Tuesday, October 18, 2005

Bringin' Down the House

Sorry, Tommy.

Ever since 9/11, I have found it difficult to watch disaster movies.

One of my favorite movies for a good while was Independence Day. While high on the cheese factor, the aliens' attack on Earth, specifically the landmarks such as the Statue of Liberty, the White House and whatever that first building was they hit in NYC were fun to watch - because it was fiction.

I find after seeing the real thing happen, and watching the Twin Towers fall crashing to the ground on live TV, that watching similar things in the movies just isn't much fun anymore.

I think I'm at the point now where I will probably watch it again someday and not worry about it too much. But, of course, disaster movies still survive and thrive.

In the last few years we've seen The Day After Tomorrow, which featured the destruction of the Hollywood sign (a popular casualty of disaster movies), and the flooding of Manhattan Island up to the armpits of Lady Liberty. 1998's Armageddon deep-sixed the Chrysler Building. And so on.
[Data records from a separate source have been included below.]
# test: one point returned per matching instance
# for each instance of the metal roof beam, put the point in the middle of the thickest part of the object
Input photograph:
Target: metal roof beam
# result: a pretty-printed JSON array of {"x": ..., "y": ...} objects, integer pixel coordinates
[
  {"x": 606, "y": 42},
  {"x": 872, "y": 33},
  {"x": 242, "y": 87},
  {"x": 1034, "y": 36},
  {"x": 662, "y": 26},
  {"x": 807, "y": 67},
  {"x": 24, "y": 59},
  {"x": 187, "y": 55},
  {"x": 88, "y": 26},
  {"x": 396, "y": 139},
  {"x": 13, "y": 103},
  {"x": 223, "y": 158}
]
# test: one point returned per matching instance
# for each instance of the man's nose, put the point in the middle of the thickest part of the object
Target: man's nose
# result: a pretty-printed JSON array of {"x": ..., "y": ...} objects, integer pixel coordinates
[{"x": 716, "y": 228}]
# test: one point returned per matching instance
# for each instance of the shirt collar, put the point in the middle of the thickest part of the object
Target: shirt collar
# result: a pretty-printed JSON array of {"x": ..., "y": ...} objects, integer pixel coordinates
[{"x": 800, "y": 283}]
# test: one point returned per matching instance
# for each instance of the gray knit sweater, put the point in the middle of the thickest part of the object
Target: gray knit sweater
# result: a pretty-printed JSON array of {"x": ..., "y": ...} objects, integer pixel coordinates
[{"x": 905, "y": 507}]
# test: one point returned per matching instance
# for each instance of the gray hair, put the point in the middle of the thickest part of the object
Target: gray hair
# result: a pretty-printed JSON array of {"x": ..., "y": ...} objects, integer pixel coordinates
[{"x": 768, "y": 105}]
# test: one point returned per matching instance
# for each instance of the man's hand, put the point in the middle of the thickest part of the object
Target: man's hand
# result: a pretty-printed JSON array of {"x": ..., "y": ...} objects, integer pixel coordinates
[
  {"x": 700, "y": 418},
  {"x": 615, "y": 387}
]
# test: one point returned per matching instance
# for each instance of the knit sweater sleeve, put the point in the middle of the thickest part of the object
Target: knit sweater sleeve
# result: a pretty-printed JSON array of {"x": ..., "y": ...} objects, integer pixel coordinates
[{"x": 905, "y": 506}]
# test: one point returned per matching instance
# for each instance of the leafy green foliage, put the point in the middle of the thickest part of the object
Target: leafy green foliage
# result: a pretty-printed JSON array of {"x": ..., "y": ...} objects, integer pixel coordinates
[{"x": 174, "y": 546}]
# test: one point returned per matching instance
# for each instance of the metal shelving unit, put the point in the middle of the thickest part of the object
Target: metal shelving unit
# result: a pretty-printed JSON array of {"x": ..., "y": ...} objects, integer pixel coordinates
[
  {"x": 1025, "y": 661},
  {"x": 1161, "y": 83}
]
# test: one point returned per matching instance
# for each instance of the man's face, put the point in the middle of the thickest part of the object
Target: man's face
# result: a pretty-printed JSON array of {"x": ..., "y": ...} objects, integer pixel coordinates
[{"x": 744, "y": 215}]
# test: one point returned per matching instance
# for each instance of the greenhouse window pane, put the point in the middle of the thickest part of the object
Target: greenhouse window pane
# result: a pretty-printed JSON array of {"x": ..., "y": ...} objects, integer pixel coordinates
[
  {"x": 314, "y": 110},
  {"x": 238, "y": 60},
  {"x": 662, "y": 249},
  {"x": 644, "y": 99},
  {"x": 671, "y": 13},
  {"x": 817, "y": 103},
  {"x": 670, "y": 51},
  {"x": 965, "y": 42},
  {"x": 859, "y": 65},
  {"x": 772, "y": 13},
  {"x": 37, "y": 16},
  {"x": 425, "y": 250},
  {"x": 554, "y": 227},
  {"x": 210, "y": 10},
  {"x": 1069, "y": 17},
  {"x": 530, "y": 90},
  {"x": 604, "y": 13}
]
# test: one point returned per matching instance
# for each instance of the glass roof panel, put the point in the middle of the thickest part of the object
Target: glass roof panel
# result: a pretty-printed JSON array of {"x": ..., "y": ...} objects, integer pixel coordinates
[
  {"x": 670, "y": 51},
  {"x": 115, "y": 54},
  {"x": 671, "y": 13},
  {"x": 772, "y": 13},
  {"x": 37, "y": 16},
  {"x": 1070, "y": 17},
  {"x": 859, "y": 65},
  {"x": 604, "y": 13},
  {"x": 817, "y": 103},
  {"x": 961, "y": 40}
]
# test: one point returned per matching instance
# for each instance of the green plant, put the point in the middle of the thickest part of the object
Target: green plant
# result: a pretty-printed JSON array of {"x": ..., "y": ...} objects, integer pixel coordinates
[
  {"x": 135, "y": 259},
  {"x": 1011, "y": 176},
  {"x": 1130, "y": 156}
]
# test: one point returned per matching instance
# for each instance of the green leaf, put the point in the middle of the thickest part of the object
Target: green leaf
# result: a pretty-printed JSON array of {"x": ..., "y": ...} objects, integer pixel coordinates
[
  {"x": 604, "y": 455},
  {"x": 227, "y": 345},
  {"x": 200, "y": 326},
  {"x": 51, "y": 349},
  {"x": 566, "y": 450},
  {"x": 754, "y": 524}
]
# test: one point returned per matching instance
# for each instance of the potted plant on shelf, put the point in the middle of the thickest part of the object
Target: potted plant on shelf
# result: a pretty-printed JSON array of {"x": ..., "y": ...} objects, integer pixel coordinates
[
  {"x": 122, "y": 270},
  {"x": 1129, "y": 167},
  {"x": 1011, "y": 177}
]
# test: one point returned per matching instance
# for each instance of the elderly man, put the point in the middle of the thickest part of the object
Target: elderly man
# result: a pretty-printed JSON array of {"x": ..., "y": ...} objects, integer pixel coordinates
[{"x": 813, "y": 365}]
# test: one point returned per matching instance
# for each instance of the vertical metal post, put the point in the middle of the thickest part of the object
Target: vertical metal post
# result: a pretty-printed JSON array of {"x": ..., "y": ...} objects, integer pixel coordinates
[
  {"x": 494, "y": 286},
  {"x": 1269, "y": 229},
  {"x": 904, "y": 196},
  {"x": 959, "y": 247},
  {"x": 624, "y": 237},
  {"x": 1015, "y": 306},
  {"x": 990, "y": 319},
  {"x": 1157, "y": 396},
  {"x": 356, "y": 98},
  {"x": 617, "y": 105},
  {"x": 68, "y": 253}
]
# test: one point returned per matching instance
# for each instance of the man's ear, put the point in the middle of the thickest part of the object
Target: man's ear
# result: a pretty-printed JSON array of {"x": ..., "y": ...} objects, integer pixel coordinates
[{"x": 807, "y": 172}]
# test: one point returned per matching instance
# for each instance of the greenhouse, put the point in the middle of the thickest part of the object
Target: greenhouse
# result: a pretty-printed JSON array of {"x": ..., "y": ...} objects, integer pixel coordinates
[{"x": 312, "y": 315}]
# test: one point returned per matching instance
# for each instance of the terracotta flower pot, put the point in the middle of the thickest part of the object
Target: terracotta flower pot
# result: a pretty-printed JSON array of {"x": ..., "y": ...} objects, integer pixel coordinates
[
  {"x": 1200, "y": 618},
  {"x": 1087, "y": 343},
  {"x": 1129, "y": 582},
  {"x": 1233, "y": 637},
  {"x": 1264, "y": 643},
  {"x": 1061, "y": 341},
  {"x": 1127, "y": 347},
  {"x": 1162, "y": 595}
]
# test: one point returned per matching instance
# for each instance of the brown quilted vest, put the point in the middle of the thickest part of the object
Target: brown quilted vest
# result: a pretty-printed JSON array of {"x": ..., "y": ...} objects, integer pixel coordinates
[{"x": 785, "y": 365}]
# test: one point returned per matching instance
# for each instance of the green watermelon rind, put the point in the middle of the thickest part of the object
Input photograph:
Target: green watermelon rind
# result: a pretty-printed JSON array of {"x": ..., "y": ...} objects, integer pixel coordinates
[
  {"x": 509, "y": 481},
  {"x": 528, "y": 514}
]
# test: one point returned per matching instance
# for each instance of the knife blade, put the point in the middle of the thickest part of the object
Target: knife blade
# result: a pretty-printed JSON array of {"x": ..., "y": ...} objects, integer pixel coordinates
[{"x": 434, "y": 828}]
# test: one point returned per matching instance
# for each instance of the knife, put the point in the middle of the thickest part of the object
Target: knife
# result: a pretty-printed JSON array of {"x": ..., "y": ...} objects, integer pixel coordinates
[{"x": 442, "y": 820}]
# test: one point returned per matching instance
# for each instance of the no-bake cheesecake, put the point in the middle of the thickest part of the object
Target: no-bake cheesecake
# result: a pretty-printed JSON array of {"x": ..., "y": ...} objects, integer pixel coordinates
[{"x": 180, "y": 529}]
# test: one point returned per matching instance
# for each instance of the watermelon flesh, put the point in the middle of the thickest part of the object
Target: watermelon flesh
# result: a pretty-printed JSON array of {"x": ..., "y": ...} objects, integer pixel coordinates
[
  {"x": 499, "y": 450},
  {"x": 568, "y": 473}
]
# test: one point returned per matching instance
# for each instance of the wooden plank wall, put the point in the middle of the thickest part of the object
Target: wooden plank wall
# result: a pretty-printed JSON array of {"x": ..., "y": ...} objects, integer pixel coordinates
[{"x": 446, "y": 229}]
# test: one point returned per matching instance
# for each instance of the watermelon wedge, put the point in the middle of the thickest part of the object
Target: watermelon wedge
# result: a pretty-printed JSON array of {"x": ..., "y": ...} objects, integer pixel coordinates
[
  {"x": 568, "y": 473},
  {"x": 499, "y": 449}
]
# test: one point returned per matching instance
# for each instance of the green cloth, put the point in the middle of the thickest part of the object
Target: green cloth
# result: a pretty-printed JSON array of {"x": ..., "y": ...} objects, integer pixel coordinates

We as humans (and Americans, I suppose) love disaster movies. We love to see calamity after calamity befall Bruce Willis, Dennis Quaid and Will Smith. We also enjoy seeing our favorite, familiar landmarks bite the dust. And I was no exception.

Until 2001.

And what bothers me today is this quote from the makers of the new TV disaster miniseries Category 7: The End of the World, airing soon on CBS. Apparently a sequel to last season's Category 6: Almost But Not Quite the End of the World, But Pretty Darn Close and Just Wait Till Next Year, it details killer hurricanes that wreak havoc upon humanity and its creations.

From Sci-Fi Wire:

The Eiffel Tower, the Statue of Liberty, the Great Pyramids, Mount Rushmore and the Arc de Triomphe are some of the world's great landmarks that the CBS digital effects team takes great delight in destroying in the upcoming miniseries Category 7: The End of the World, visual effects supervisor Craig Weiss told SCI FI Wire during an exclusive tour on Oct. 14.

...

Only weeks before the miniseries' Nov. 6 and 13 premiere, the digital team is working on destroying some of the world's most recognizable landmarks. The first one, the Eiffel Tower, is struck by lightning and sucked into a tornado while diners are blown off the structure and a car smashes into one of the legs of the tower.

...

In another nearly completed sequence, the Arc de Triomphe is struck by lightning in the heart of Paris and comes crumbling down."
It's all well and good to delight in the imaginary destruction of real things. As a kid I know I built towers out of all sorts of things, imagined they were big buildings and had Godzille (or King Kong, or the Death Star, or whatever) knock them down. It's a recurring theme to see mankind's greatest constructions taken to the cleaners at the whim of mother nature, alien visitors or horrific accidents.

But after you've seen two of the world's tallest buildings destroyed before your eyes - not by nature, but by pure malevolant evil, evil that continues to look for more ways to bring about your and your family's demise every day - and realized what actual death, destruction and chaos occur during such an event, it becomes a lot less enjoyable and more tragic.

I'm not calling for the end of disaster movies - we all need our releases. I just wish the public and filmmakers would be more cognizant of what's real and what's fantasy.